DPS notified UPD, which believes that he may be a suspect in one of this semester’s many laptop thefts at GWU. According to UPD Chief Kevin Hay, the suspect is not a student at either university.
“We are grateful to Georgetown University police for identifying a suspect in one of their cases, [who] is also a suspect in one of our cases,” he said. “We are pursuing a warrant for his arrest at this time.”
Both Georgetown and GWU recently stepped up security policies in response to the thefts. According to Hay, UPD has dispatched plainclothes officers to catch potential thieves. At Georgetown, DPS constructed a guard station last month outside the Village A apartment complex, where four thefts and two attempted burglaries have been reported since mid-October.
In a Nov. 5 email addressed to Village A residents, DPS Associate Director Joseph Smith and Residence Life Director Stephanie Lynch promised that the University had adopted new security measures, such as assigning officers to additional patrol routes in the area to keep the apartment complex safe.
“The Department of Public Safety is working closely with Metropolitan Police Department regarding the ongoing investigation of recent incidents and to enhance MPD presence in the areas adjacent to campus,” they wrote.
DPS officers also posted signs in Lauinger Library, where 16 laptops were reported stolen this semester, to warn students against leaving their possessions unattended. However, current investigations remain under wraps.
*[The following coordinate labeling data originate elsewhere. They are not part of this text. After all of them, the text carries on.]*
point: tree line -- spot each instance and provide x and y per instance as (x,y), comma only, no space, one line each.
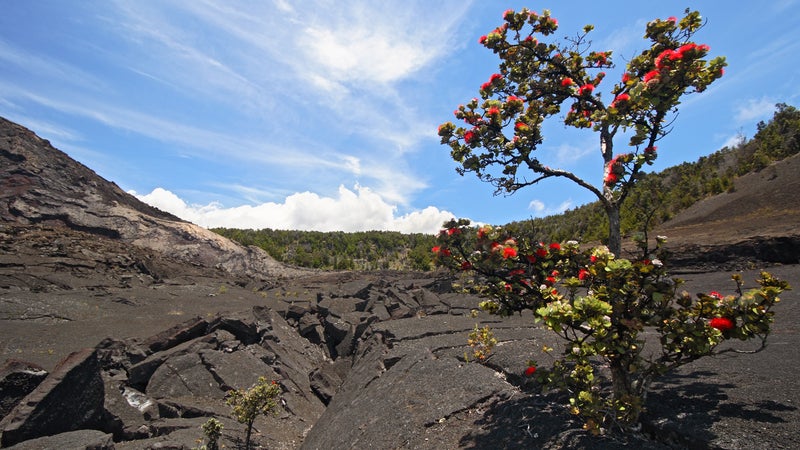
(655,199)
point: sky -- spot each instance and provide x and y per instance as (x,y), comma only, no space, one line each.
(322,115)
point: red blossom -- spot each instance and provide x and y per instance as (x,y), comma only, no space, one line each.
(469,136)
(650,76)
(721,323)
(514,99)
(621,98)
(440,251)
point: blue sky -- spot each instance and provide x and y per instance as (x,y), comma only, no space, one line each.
(323,114)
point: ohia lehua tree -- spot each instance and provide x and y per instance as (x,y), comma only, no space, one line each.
(609,311)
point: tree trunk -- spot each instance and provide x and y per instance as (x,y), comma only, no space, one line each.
(624,391)
(614,237)
(248,435)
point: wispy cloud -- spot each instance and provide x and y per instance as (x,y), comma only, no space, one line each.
(540,209)
(754,109)
(350,210)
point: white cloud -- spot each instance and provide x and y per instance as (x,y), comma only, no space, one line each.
(754,109)
(540,209)
(351,210)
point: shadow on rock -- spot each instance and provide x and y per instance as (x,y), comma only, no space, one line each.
(543,422)
(683,408)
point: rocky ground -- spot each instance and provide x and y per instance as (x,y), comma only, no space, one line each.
(123,327)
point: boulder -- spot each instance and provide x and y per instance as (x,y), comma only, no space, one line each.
(183,376)
(71,440)
(69,399)
(17,379)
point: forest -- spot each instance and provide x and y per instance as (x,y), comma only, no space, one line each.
(656,198)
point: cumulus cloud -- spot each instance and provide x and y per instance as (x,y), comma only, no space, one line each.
(540,209)
(359,209)
(754,109)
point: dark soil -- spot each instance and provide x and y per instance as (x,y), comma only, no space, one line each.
(66,286)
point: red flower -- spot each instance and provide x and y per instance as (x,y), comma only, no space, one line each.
(586,89)
(509,252)
(622,98)
(514,99)
(721,323)
(650,76)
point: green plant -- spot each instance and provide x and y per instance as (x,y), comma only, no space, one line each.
(212,430)
(606,310)
(482,342)
(247,405)
(539,81)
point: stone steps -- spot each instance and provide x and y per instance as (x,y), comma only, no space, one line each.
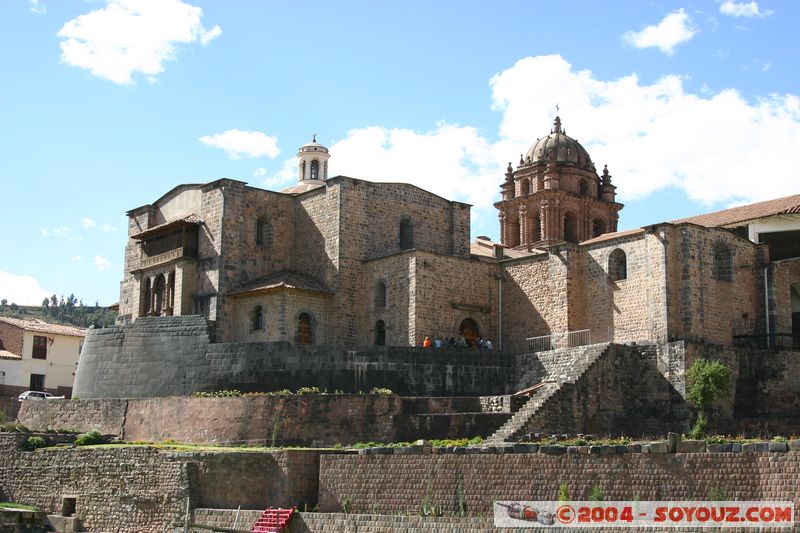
(552,385)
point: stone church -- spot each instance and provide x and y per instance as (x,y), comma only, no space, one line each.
(341,261)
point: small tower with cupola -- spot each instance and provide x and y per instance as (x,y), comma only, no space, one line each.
(555,195)
(312,160)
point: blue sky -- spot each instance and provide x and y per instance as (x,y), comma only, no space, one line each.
(107,104)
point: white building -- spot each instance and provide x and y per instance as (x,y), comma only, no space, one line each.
(36,355)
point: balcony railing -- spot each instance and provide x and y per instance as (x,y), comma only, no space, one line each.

“We are running undercover operations across campus and coordinating with local law enforcement and other university police and security teams,” Rachel Pugh, Georgetown’s director of media relations, wrote in an email. She added that investigations are ongoing.
At a Nov. 29 Advisory Neighborhood Committee meeting, MPD Lieutenant John Hedgecock stated that similar thefts were occurring at American University.
“We are examining them to see if there is a link,” Hedgecock said.
However, laptop thefts have only surged at Georgetown and GWU. American University Police representative Adam Cooper claims that laptop thefts on campus are similar to those in previous years.
“AU is always working with the other schools and sharing information with them,” he said. “We’ve seen 20 cases involving 23 laptops.”
Cooper attributed American’s relatively lower levels of theft to a grant that funded a camera surveillance system in the campus library, which aided an investigation that led to an arrest.
“Before the cameras were installed, 56 percent of thefts used to occur in the library,” he said. “After the system was announced in October of 2009, this dropped to 15 percent.”